The Economics of the Huffington Post

In light of the Huff Po selling itself to AOL for $300million and change, their practice of not paying bloggers for their contributions has come under scrutiny.

In a tonally challenged piece (the relative seriousness of the piece is undermined by it sounding as if it were written for Videogum or The Awl), Jason Linkins, who is a Huff Po editor, attempts to shed light on how the site works.His basic argument is that the Huffington Post makes their money off of the news and they don’t need to pay bloggers because their content is exchanged for exposure. In otherwords, the commodity of content is rewarded not with financial returns, but with millions of people reading and sharing that content.

More succinctly, however, is Nate Silver’s analysis of the situation. “Although The Huffington Post does not pay those who volunteer to write blogs for it, this content represents only a small share of its traffic.
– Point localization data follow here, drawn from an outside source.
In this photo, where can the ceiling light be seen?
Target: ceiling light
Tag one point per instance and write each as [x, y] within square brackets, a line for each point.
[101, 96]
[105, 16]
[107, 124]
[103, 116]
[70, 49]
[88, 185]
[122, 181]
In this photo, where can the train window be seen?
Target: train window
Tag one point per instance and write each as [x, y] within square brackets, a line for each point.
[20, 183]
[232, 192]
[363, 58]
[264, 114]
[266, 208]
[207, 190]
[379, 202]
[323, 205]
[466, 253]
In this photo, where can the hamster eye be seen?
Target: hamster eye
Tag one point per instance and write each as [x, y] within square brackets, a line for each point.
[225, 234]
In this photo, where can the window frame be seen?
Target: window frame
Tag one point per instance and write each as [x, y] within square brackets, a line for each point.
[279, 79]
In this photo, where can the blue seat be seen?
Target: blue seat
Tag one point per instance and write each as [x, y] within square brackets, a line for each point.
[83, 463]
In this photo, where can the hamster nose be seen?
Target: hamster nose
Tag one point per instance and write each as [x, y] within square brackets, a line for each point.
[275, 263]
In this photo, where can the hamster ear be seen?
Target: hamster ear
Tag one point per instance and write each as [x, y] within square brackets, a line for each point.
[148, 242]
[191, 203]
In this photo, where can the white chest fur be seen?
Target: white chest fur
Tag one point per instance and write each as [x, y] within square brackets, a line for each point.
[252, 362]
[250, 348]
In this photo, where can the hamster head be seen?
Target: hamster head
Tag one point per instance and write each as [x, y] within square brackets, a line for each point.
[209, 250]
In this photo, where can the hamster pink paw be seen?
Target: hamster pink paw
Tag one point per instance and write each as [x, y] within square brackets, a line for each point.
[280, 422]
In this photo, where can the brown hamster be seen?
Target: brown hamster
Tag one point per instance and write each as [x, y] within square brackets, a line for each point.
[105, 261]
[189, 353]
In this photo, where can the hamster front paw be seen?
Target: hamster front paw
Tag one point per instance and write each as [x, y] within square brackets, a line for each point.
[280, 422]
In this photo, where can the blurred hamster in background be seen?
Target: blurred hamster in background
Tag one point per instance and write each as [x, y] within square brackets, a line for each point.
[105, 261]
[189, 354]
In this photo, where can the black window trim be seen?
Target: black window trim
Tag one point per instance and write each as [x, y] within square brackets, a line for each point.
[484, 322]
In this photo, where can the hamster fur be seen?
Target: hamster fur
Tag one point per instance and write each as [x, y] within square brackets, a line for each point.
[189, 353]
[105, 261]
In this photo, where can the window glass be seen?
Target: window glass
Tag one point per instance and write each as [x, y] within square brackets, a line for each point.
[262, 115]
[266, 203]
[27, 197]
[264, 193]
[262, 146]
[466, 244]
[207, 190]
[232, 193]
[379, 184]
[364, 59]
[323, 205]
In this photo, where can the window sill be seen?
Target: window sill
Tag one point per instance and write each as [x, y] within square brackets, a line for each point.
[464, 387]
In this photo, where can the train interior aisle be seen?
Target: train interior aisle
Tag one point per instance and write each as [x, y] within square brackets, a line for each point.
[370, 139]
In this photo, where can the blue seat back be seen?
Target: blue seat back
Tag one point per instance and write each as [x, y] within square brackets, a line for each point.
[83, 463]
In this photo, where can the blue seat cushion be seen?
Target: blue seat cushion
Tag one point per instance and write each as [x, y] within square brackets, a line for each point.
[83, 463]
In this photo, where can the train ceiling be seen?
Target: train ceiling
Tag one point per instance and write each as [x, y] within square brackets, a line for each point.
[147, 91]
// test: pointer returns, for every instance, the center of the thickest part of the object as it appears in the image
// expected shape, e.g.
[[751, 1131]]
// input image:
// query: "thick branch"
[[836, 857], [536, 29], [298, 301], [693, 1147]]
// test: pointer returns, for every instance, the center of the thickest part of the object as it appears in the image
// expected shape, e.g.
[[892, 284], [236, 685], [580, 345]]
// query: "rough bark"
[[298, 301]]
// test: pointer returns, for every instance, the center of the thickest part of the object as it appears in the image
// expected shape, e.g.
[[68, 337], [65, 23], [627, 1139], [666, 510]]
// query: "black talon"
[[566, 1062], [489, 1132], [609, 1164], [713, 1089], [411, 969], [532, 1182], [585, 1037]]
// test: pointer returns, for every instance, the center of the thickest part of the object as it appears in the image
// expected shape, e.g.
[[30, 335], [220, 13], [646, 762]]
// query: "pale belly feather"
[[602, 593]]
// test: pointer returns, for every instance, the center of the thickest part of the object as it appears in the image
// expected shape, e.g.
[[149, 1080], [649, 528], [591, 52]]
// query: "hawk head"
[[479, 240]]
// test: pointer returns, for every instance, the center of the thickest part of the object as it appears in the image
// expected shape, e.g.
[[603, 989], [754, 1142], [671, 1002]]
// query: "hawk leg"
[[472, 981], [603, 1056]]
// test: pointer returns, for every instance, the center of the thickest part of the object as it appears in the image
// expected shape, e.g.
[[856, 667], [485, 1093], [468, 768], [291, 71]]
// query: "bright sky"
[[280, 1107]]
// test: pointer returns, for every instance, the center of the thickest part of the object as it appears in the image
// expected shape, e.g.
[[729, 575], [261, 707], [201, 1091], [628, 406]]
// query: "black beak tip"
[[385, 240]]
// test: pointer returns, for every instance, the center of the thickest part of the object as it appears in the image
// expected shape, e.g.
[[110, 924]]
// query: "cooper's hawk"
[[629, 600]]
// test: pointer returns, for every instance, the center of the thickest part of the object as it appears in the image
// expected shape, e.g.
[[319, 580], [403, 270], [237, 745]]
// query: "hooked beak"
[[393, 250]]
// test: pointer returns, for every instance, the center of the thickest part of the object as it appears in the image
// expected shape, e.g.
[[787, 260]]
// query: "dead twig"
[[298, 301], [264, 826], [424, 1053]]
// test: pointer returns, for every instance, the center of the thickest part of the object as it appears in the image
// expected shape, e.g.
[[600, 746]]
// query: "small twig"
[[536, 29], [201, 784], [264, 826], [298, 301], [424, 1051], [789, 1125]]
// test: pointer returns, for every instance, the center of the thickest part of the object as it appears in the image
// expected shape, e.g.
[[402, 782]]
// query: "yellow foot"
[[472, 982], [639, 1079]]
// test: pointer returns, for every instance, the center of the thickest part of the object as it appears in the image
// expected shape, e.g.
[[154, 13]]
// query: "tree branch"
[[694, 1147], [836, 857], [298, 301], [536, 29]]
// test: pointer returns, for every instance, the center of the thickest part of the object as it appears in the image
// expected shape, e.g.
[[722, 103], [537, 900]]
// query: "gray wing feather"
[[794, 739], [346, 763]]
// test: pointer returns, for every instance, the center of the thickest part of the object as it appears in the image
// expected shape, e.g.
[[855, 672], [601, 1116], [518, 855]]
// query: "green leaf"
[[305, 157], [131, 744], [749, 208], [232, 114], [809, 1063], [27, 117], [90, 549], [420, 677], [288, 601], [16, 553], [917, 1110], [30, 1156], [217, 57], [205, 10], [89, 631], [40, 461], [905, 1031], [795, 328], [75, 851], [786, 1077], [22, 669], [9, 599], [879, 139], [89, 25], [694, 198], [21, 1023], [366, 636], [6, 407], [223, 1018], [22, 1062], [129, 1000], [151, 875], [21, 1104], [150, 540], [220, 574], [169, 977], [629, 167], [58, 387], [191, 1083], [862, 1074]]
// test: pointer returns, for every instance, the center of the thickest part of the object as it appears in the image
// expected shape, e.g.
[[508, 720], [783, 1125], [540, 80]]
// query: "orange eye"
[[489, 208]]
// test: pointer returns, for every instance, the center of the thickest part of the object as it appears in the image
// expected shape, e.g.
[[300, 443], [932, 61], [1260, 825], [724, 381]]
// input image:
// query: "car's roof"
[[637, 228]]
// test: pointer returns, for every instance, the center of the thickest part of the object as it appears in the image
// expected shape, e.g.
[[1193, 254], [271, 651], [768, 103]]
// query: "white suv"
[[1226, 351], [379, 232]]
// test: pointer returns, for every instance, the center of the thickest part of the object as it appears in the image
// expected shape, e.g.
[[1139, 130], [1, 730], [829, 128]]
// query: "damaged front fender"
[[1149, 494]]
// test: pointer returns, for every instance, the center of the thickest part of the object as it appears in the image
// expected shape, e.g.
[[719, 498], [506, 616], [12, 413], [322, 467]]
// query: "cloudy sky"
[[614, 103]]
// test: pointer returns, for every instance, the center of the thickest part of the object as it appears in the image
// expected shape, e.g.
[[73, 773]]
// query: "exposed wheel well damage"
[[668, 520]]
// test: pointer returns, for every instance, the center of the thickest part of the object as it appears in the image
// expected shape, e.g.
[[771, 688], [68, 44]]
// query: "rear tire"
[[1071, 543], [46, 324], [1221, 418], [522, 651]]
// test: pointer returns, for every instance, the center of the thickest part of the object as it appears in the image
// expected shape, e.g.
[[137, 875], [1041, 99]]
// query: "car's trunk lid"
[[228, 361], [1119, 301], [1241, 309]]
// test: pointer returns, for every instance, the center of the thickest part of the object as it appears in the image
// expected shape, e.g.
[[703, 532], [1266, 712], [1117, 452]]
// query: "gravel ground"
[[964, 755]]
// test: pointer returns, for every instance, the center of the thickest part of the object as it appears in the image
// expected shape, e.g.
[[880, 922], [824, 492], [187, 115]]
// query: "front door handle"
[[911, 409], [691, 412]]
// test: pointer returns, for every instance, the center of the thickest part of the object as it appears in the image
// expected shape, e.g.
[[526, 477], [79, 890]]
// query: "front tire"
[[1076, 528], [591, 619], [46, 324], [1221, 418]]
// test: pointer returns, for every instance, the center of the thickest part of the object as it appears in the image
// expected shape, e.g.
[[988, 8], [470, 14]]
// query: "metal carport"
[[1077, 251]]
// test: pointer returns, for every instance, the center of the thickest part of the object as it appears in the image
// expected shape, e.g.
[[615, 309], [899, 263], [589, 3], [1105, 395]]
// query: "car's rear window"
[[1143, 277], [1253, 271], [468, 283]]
And, to put it bluntly, many of those blog posts aren’t worth very much,” says Silver.  He reasons that an unpaid blog post only earns somewhere between $3 to $13 on revenue for the Huff Po.

Could the Huffington Post come up with a better revenue-sharing model, or would they just be better off being more honest with their unpaid bloggers — that yes, you can post to your hearts content, but there’s an equal chance no one will read your content as there is of it being read by millions.